Whether you call the place a cabin, a camp or a cottage, the truth is undeniable: We Canadians love our summer homes.
And so, it seems, does the rest of the world: Real estate in vacation country is booming, and one popular Ontario summer recreation area saw property sales increase by more than 80 per cent last year.
This isn’t that unusual. Across the country, out-of-province and even out-of-country buyers are snapping up Canada’s vacation properties.
If you’re one, be wary: What’s supposed to be a relaxing retreat may turn stressful if you don’t know what you’re getting into.
Consider hidden costs: Vacation homes need maintenance and repairs; because you may live at a distance, this can be time-consuming and costly. Also, commuting to and from your second home (with all the stuff you’ll need for a relaxing holiday) can eat up a lot of time, money and energy. And if you opt to rent out your property when you’re not using it, add extra time to find and prepare for renters.

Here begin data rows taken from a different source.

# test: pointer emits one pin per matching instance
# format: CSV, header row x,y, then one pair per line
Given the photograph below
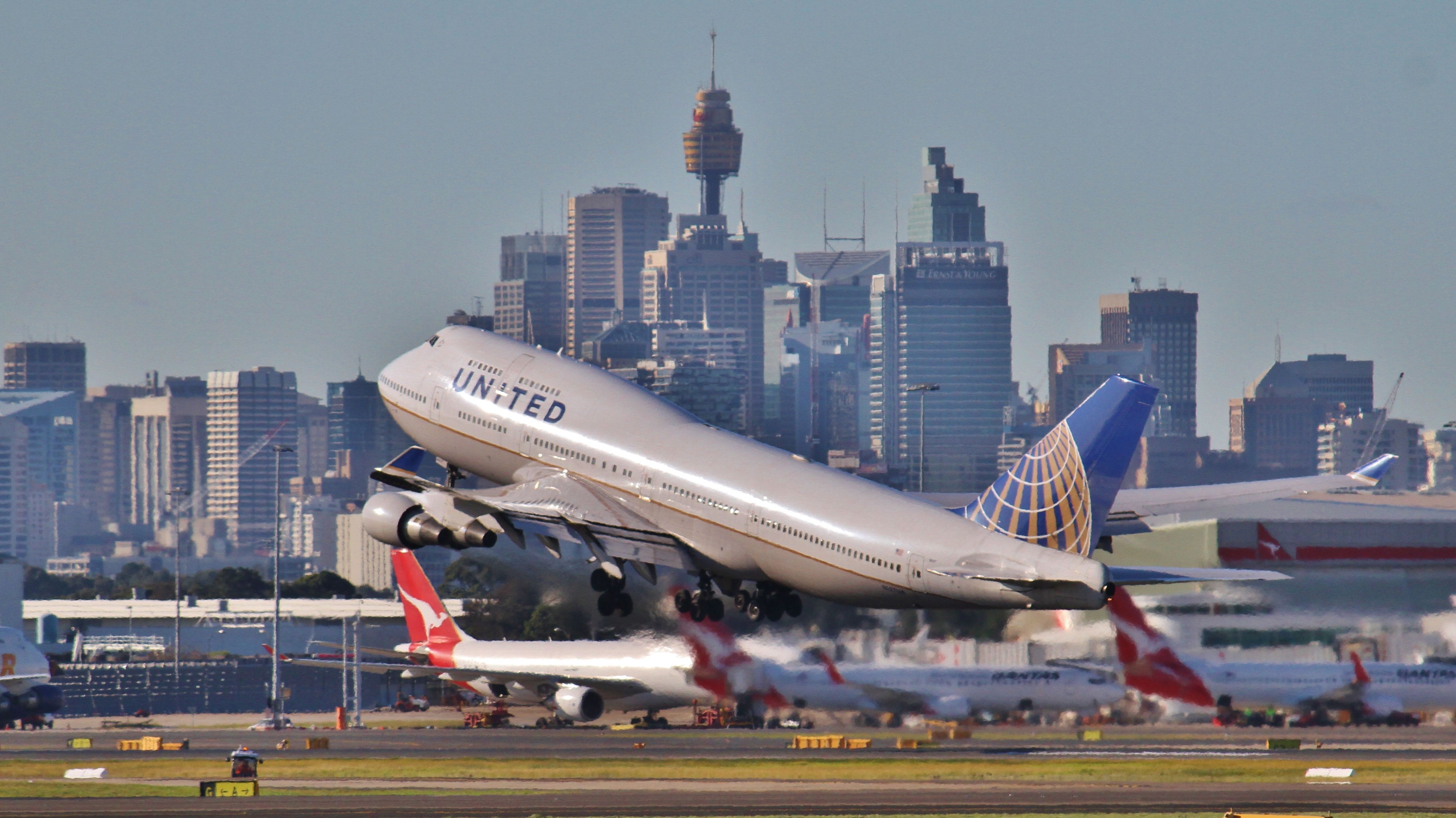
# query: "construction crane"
x,y
1379,424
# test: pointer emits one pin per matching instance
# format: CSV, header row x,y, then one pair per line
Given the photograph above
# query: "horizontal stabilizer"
x,y
1157,576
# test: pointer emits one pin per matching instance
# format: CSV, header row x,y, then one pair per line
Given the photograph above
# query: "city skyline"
x,y
331,204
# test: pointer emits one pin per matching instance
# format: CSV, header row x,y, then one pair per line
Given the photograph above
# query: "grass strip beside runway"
x,y
910,768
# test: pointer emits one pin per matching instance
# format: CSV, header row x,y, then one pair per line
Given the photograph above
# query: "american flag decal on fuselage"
x,y
1044,500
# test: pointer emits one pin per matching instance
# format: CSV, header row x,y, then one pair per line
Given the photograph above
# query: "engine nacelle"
x,y
34,702
950,706
579,703
395,519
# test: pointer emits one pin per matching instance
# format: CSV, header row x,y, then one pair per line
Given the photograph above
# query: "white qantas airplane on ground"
x,y
582,680
582,455
25,674
1375,692
954,693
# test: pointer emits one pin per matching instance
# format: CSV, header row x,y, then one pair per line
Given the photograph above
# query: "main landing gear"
x,y
701,605
614,597
771,602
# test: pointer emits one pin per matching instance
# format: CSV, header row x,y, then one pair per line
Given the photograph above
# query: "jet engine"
x,y
34,702
950,706
579,703
395,519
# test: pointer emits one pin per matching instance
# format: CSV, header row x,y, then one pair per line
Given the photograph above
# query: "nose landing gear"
x,y
703,603
614,597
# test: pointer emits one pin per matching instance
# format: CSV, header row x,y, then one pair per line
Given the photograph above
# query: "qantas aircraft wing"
x,y
554,507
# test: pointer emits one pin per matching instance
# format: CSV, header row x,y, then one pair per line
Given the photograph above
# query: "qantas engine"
x,y
579,703
395,519
950,706
34,702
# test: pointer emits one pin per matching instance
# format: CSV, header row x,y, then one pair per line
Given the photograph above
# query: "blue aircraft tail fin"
x,y
1059,494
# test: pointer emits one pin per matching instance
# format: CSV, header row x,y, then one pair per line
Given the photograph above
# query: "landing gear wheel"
x,y
742,600
794,606
606,603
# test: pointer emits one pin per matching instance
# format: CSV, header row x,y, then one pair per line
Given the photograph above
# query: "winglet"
x,y
1360,673
1372,472
408,462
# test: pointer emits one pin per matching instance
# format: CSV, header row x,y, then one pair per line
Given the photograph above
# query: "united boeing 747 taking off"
x,y
585,456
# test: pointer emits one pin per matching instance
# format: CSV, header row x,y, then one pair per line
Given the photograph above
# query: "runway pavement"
x,y
765,798
587,743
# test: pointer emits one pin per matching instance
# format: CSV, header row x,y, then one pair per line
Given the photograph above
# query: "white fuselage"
x,y
999,690
1392,686
663,666
746,510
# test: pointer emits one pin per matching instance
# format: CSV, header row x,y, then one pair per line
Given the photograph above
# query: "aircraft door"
x,y
436,399
504,398
915,567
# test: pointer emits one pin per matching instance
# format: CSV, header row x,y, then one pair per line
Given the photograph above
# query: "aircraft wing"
x,y
1136,512
612,687
1157,576
554,506
1136,506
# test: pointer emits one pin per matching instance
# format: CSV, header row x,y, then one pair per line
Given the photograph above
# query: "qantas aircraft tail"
x,y
1149,663
426,616
1059,494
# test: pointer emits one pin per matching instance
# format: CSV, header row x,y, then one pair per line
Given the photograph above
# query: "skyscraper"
x,y
1276,424
168,453
46,366
608,232
1168,322
941,318
531,299
53,440
942,210
248,414
713,280
362,434
15,488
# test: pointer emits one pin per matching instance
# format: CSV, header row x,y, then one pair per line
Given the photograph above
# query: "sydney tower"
x,y
714,146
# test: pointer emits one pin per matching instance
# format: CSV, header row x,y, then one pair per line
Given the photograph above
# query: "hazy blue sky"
x,y
219,186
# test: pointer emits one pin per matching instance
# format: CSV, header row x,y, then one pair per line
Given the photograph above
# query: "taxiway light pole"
x,y
277,699
922,389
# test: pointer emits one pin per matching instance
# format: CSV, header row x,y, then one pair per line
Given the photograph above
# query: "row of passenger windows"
x,y
481,421
566,452
704,500
486,367
576,455
827,545
397,388
541,388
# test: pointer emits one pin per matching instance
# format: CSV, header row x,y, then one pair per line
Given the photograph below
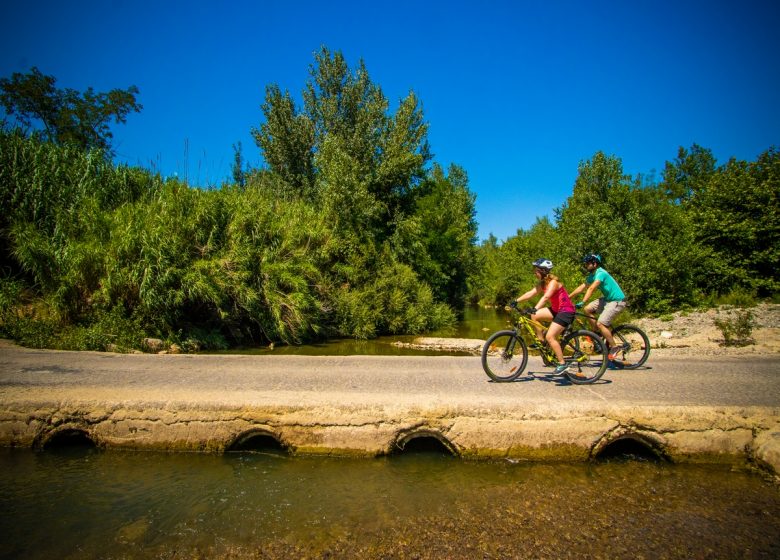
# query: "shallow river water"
x,y
477,322
83,503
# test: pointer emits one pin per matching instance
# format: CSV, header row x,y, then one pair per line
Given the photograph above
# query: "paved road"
x,y
37,375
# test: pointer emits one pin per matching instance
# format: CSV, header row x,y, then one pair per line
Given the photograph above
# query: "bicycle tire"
x,y
504,356
636,345
586,352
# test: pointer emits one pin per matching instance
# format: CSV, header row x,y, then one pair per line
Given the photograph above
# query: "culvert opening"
x,y
258,443
423,445
69,440
629,449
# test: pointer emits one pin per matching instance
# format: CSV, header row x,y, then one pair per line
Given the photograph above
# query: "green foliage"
x,y
702,232
66,116
345,233
738,330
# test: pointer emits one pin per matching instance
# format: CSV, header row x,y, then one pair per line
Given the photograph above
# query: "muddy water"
x,y
476,323
82,503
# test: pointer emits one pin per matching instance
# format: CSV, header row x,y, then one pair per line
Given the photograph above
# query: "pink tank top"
x,y
560,302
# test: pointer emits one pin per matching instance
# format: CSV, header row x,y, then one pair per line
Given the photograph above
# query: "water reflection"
x,y
477,322
91,504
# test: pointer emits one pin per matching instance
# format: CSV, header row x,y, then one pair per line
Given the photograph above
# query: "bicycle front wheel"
x,y
586,353
504,356
635,346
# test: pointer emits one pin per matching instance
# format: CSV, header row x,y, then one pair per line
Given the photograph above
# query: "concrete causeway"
x,y
708,409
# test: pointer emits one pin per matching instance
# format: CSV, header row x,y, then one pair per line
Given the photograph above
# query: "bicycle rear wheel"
x,y
635,345
504,356
586,353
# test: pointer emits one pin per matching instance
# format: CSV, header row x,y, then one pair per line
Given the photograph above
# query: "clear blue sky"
x,y
516,92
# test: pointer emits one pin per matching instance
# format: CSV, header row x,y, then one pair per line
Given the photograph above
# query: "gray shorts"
x,y
607,310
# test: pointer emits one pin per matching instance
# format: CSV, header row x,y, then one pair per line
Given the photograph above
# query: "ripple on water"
x,y
148,505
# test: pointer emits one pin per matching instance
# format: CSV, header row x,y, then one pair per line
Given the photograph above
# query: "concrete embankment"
x,y
717,410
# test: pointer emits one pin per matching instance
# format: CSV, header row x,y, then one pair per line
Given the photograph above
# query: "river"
x,y
84,503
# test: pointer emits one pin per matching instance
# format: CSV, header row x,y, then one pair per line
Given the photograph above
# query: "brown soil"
x,y
693,332
682,333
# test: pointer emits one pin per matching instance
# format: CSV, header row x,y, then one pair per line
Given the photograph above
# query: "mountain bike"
x,y
632,341
505,353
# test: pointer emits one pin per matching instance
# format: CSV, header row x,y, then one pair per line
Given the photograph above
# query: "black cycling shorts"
x,y
563,318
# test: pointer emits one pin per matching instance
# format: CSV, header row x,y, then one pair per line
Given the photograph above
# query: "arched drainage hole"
x,y
70,441
264,444
628,449
428,445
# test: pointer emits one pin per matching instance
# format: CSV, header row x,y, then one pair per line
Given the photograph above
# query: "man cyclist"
x,y
611,302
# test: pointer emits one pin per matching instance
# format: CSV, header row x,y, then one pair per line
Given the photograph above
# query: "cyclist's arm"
x,y
528,295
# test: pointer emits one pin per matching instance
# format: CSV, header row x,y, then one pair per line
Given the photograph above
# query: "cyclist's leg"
x,y
553,332
593,309
608,314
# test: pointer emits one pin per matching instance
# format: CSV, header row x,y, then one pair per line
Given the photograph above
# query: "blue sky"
x,y
517,93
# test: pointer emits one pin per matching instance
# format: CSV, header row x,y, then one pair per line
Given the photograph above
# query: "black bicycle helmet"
x,y
543,264
592,257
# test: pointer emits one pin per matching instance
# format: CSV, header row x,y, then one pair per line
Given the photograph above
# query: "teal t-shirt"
x,y
608,286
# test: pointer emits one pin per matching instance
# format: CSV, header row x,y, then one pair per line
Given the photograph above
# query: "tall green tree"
x,y
689,173
438,238
343,148
633,227
737,217
66,116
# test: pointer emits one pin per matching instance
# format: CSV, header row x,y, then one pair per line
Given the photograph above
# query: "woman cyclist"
x,y
560,314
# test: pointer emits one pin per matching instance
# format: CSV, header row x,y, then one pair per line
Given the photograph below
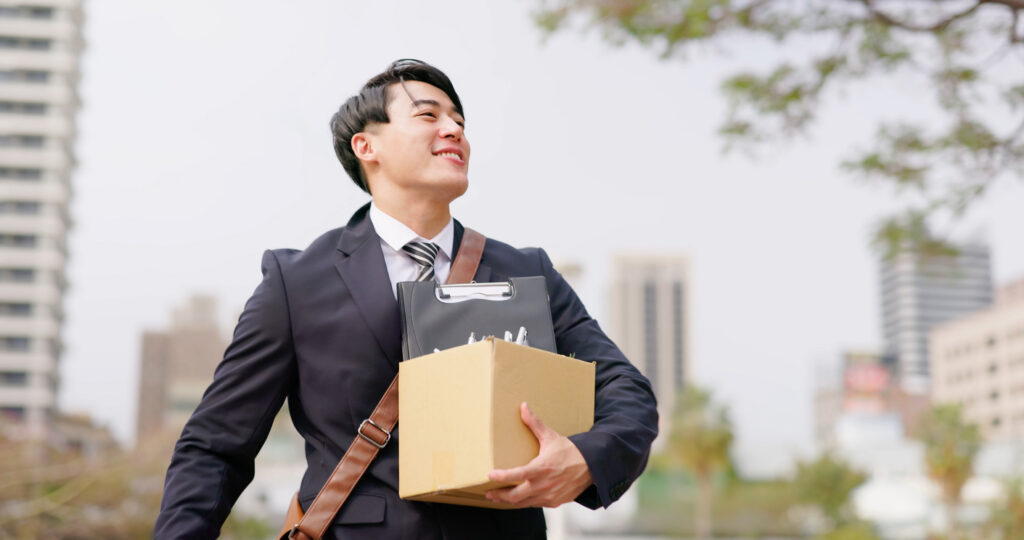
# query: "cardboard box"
x,y
459,415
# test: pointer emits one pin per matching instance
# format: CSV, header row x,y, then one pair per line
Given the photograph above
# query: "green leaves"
x,y
826,483
950,445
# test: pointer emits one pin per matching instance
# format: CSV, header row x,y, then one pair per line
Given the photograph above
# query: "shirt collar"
x,y
395,234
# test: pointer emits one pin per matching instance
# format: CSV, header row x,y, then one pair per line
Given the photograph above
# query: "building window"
x,y
677,335
23,108
12,414
19,173
14,343
25,76
10,42
23,141
19,207
650,331
13,378
26,11
15,309
17,275
18,241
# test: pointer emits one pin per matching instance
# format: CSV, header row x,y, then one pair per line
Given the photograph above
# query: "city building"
x,y
177,365
978,362
861,403
40,46
921,291
649,320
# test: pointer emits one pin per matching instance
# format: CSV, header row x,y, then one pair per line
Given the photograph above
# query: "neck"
x,y
424,217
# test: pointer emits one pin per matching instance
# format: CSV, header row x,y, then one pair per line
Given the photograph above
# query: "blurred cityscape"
x,y
922,438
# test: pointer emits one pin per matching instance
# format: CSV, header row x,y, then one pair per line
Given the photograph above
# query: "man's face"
x,y
423,147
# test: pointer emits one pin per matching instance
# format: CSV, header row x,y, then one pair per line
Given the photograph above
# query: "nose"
x,y
451,129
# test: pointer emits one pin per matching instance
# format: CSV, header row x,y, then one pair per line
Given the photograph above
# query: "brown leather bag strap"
x,y
375,432
468,257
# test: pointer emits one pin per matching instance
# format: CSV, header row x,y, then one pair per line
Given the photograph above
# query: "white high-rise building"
x,y
920,292
649,321
40,45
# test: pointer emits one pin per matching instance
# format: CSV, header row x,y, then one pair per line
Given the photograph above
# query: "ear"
x,y
363,147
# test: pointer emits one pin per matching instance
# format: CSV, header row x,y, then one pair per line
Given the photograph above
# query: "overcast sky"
x,y
204,141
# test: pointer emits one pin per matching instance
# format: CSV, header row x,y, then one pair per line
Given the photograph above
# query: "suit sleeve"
x,y
213,459
625,411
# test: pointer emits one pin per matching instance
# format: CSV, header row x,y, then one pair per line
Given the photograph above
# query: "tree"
x,y
699,441
950,445
826,484
967,54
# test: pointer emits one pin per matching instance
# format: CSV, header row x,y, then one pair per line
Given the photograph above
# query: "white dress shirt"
x,y
394,235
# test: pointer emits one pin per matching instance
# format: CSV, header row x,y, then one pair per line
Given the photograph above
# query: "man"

Because prices for vacation homes are skyrocketing, many buyers are considering co-ownership with family, friends or business partners. Ensure you make this a true joint venture, complete with a legal agreement defining each co-owner’s responsibility for maintenance and upkeep and outlining what happens should the property be sold.
Owners must also remember to keep detailed records, including receipts and before-and-after photos of renovations made to the property. Upgrading will likely impact the value of the property, and records will be important should you decide to sell.